Bunun yanı sıra pasörlüğü de üst seviyede; potaya giderken kanattan kat eden oyuncuları, perde sonrası kısa devrilen pivotları ya da dışarıda boş kalan şutörleri çok hızlı şekilde görebiliyor. Fenerbahçe Beko ile anılması, EuroLeague’de bir üst seviyeye geçme potansiyelinin de göstergesi. Ancak böyle bir senaryoda Shorts’un rolünün yeniden tanımlanması gerekecek. Paris’te alıştığı “birinci lider” rolü, daha dengeli takımlarda farklılaşabilir ve bu da oyuncunun adaptasyon becerisine bağlı olacak. Yine de EuroLeague’de ilk sezonunda sergilediği performans, onu gelecek sezonlarda daha büyük hedeflere taşıyabilecek bir potansiyele sahip olduğunu gösteriyor.
SESSİZ GÜÇ
THEO MALEDON
(ASVEL)
NBA’den Avrupa’ya dönen Theo Maledon, ASVEL formasıyla serbest atış rekorunu kırarken EuroLeague’de oyun zekâsı ve istikrarıyla dikkat çekiyor.
HÜSEYİN DEMİR
Theo Maledon, Fransa basketbolunun son yıllarda yetiştirdiği en teknik ve potansiyelli oyunculardan biri. Alt yaş kategorilerinden itibaren millî takımın parçası olan Maledon, kariyerinin başlarında Asvel formasıyla parladıktan sonra NBA'e adım attı. Thunder, Hornets ve kısa süreli Suns macerası boyunca 100'den fazla NBA karşılaşmasında forma giyen oyun kurucu, oyun görüşü ve pasör yönüyle öne çıkmasına rağmen, istikrar arayışı içinde Avrupa'ya dönüş yaptı.

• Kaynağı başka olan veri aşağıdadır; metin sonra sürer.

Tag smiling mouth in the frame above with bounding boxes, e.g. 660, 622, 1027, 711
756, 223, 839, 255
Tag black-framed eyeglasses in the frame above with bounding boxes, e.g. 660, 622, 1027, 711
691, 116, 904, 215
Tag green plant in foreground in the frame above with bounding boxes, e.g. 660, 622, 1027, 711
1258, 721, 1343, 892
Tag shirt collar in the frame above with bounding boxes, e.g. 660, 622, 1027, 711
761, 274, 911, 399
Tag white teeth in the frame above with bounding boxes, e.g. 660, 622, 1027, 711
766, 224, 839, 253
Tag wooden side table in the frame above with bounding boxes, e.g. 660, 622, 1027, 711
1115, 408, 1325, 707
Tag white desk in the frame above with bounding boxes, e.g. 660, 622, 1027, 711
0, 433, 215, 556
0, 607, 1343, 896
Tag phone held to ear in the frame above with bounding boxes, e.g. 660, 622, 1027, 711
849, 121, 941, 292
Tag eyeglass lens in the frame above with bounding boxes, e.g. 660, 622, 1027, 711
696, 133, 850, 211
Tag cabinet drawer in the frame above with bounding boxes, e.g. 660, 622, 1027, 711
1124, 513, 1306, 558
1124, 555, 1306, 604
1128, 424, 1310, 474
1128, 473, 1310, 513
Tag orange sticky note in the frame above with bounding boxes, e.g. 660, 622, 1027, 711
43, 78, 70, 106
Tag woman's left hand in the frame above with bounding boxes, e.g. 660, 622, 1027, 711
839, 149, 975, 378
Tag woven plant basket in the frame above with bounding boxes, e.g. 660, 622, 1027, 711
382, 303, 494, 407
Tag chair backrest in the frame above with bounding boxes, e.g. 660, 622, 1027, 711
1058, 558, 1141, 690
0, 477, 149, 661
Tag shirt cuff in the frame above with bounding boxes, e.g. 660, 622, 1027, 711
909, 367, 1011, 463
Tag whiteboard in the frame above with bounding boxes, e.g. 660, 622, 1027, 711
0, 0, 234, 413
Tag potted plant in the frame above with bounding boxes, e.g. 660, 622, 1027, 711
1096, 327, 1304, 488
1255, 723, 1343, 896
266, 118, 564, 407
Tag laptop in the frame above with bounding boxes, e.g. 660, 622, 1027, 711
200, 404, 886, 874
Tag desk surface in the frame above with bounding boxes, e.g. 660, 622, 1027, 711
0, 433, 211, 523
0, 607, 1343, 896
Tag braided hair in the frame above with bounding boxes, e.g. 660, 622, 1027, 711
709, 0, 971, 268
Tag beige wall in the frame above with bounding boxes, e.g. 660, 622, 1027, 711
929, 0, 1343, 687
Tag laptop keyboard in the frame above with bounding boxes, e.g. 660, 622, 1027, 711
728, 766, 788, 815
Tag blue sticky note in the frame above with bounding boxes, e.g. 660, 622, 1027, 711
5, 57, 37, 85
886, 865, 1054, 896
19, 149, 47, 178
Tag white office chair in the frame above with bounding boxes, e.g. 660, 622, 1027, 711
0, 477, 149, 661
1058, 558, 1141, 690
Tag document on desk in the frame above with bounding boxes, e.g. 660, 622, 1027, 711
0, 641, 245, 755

2024-25 sezonunda ASVEL formasıyla tekrar vitrine çıkan Maledon, özellikle serbest atış çizgisinde kırdığı rekorla EuroLeague tarihine adını yazdırdı. 29 maçta attığı 182 serbest atışla Dzanan Musa’yı geride bırakarak bu alandaki liderliği ele geçirdi.
Sahada sakin kalan yapısı, oyun kurarken aldığı sorumluluklar ve hücumun temposunu ayarlayabilme becerisi onu farklı kılıyor. Genç yaşına rağmen karar verme mekanizması oldukça oturmuş olan Maledon, özellikle pick and roll setlerinde takım arkadaşlarını beslemekte ustalaşmış durumda. Savunmada ise topa baskı yapabilen, rakibin oyun kurmasını zorlaştıran bir profil çiziyor. Çabuk ayakları ve doğru pozisyon alma becerisiyle savunma direncine katkı sağlarken, hücumda ise zaman zaman içeri yönelerek temastan kaçmadan çizgiye gelmesi, onun faul alma yüzdesini yukarı taşıyor.
Şut konusunda da önemli bir gelişim kaydeden Fransız oyun kurucu, orta mesafe ve dış şutlardaki isabet oranlarını istikrarlı hale getirerek hücum verimliliğini artırdı. Bu yönüyle sadece bir pasör değil, gerektiğinde skorer özelliğini de ön plana çıkarabiliyor. ASVEL'deki performansı, Real Madrid gibi üst düzey kulüplerin radarına girmesini sağladı. Fiziksel olarak biraz daha güç kazanması halinde, birebir oyunlarda çok daha etkili bir skorer hâline gelmesi mümkün görünüyor.
Theo Maledon, sahip olduğu oyun bilgisi, serbest atış çizgisindeki istikrarı ve oyun kurma becerisiyle EuroLeague’in yeni jenerasyon elit guard adaylarından biri. Avrupa’daki gelişimine devam etmesi halinde, kariyerinin ilerleyen yıllarında tekrar NBA’e dönüş yapması veya bir EuroLeague devinde başrol oynaması sürpriz olmayacak.